The SMC challenge is a bit unique for DREAM in its level of specialization. In the other challenge, a couple of methods were highlighted: Gaussian process regression and dictionary learning for sparse representation.

But, increasingly, the main differentiator is application of biological domain knowledge, especially with respect to selecting and processing features. Li Liu of Arizona State's Biodesign Institute, for example, won part of the Accute Myoloid Leukemia challenge by weighting proteins based on their evolutionary conservation.

Another theme is that genetic features seem to have poor signal compared to more downstream features, gene expression or clinical variables. Peddinti Gopalacharyulu, a top performer in the Gene Essentiality Challenge, commented that perhaps the way to use genetics is to extract the component of gene expression that is not explained by genetic features.

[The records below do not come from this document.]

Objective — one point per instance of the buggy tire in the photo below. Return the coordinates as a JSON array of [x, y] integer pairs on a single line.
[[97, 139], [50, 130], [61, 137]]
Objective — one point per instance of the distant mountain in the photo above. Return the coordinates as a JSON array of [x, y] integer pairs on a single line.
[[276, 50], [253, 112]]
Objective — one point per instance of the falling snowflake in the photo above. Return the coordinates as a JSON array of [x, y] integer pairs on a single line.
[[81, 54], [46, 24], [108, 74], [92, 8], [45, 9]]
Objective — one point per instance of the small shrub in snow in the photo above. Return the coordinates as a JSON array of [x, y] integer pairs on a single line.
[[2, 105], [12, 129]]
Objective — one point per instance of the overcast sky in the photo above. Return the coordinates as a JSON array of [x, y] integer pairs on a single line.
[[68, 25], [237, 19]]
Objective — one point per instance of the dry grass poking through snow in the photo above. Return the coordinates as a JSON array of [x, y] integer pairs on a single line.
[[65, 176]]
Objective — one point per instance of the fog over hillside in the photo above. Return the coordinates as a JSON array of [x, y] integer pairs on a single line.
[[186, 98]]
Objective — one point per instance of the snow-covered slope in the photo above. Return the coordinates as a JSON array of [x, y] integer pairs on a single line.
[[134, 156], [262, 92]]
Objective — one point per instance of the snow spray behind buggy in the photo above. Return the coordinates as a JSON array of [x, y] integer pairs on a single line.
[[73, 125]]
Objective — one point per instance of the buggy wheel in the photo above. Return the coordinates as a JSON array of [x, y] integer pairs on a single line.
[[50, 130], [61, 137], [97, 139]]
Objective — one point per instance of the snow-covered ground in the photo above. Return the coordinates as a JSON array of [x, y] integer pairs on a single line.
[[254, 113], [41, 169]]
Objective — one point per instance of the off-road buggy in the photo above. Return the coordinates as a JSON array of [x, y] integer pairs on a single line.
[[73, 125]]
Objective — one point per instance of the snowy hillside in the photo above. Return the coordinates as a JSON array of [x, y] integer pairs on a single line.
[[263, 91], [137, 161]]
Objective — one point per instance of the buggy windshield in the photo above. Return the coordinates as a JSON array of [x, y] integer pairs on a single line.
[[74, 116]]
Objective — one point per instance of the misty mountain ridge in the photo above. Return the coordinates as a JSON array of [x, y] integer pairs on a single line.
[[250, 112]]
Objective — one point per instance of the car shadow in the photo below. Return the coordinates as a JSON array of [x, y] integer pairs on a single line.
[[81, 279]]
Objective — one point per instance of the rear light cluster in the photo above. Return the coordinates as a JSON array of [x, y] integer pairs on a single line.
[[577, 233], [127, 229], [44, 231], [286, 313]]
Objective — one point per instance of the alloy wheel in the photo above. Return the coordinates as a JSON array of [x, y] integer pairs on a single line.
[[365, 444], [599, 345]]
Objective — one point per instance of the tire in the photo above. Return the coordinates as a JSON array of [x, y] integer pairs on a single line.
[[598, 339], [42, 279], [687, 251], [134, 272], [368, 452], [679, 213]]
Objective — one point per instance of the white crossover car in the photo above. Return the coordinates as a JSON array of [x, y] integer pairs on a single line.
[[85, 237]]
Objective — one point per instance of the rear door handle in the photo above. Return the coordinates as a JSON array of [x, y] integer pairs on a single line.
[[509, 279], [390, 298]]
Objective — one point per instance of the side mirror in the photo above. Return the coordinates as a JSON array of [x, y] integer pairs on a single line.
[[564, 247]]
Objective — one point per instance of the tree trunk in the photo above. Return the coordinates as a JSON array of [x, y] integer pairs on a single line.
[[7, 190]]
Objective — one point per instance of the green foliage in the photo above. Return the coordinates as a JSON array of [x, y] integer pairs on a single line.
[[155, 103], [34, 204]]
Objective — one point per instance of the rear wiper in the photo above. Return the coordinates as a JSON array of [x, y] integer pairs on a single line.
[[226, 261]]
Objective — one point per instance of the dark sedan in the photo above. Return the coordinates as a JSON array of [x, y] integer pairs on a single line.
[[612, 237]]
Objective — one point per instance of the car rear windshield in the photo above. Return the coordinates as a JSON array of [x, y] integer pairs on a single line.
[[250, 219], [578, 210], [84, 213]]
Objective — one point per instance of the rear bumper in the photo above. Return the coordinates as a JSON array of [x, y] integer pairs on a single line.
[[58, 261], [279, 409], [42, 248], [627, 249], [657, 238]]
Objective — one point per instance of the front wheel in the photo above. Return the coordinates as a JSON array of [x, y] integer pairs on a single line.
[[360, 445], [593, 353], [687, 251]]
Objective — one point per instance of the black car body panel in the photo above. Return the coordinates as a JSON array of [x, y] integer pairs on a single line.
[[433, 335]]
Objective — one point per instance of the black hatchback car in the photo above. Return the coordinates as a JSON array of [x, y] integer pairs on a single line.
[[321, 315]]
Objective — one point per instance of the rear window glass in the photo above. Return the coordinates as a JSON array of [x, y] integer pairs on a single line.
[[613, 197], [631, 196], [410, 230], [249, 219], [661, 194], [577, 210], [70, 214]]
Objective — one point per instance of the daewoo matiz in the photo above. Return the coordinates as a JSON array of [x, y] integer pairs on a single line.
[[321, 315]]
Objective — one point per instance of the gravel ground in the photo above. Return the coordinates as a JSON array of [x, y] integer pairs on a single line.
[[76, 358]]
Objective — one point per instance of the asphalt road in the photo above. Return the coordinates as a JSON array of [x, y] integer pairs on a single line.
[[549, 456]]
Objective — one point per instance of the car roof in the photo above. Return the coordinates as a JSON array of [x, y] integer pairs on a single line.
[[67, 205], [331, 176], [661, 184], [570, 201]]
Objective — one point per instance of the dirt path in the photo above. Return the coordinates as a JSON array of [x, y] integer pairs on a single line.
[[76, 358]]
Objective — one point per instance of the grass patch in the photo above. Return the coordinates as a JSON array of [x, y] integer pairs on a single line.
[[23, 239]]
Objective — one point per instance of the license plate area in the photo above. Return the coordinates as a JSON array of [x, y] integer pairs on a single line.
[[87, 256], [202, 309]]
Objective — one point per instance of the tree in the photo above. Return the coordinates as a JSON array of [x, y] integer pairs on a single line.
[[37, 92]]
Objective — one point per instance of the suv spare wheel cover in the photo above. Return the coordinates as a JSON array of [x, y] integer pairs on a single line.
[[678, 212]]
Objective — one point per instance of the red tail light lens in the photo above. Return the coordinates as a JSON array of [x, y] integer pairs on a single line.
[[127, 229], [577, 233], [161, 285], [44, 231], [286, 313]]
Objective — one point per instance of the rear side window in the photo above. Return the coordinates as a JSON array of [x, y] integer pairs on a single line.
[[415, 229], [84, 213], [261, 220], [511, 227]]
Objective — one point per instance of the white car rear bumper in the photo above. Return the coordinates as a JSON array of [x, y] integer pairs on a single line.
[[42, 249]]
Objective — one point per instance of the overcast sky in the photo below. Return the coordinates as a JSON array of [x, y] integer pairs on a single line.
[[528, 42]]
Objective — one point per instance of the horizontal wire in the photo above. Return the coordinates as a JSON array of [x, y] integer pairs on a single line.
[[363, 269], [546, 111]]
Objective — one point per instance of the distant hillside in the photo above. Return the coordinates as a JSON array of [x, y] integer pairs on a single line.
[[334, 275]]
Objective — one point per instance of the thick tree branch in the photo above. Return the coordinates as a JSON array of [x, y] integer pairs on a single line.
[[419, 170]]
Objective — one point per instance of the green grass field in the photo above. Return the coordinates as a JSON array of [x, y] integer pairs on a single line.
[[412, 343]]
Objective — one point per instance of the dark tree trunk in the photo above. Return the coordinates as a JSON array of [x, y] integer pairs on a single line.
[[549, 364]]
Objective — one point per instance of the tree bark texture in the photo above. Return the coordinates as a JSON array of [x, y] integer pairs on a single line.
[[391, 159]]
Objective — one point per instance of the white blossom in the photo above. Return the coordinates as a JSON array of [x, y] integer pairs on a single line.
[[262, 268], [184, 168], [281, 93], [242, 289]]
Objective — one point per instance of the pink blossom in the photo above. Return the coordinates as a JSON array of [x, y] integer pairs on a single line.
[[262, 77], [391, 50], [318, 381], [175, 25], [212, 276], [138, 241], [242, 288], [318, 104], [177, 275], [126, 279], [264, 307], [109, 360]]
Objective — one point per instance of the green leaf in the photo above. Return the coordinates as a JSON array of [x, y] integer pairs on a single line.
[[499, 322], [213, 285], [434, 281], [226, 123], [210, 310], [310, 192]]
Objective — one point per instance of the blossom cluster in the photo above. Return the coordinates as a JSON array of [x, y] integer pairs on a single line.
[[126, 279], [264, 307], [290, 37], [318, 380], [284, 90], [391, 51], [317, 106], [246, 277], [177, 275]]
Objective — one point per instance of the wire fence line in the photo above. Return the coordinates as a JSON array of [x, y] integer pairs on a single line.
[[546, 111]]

Two of the Dream 9.5 challenges are follow-ups to the Somatic Mutation Calling challenge from the 8.5 round. The SMC empire expands into RNA and tumor heterogeneity. In the olfaction challenge, the goal is to predict, from molecular features, odor as described by human subjects. The Prostate cancer challenge asks participants to classify patients according to survival using data sourced from the comparator arms of clinical trials.

For the DREAM 10 round, there's an imaging challenge in the works and a sequel to the ALS challenge challenge from DREAM 7.


That's just the DREAM part of the meeting, or, really, the subset that fit into my brain. As an added bonus, there were several representatives from Cytoscape-related projects and some conversation about the Global Alliance for Genomics and Health.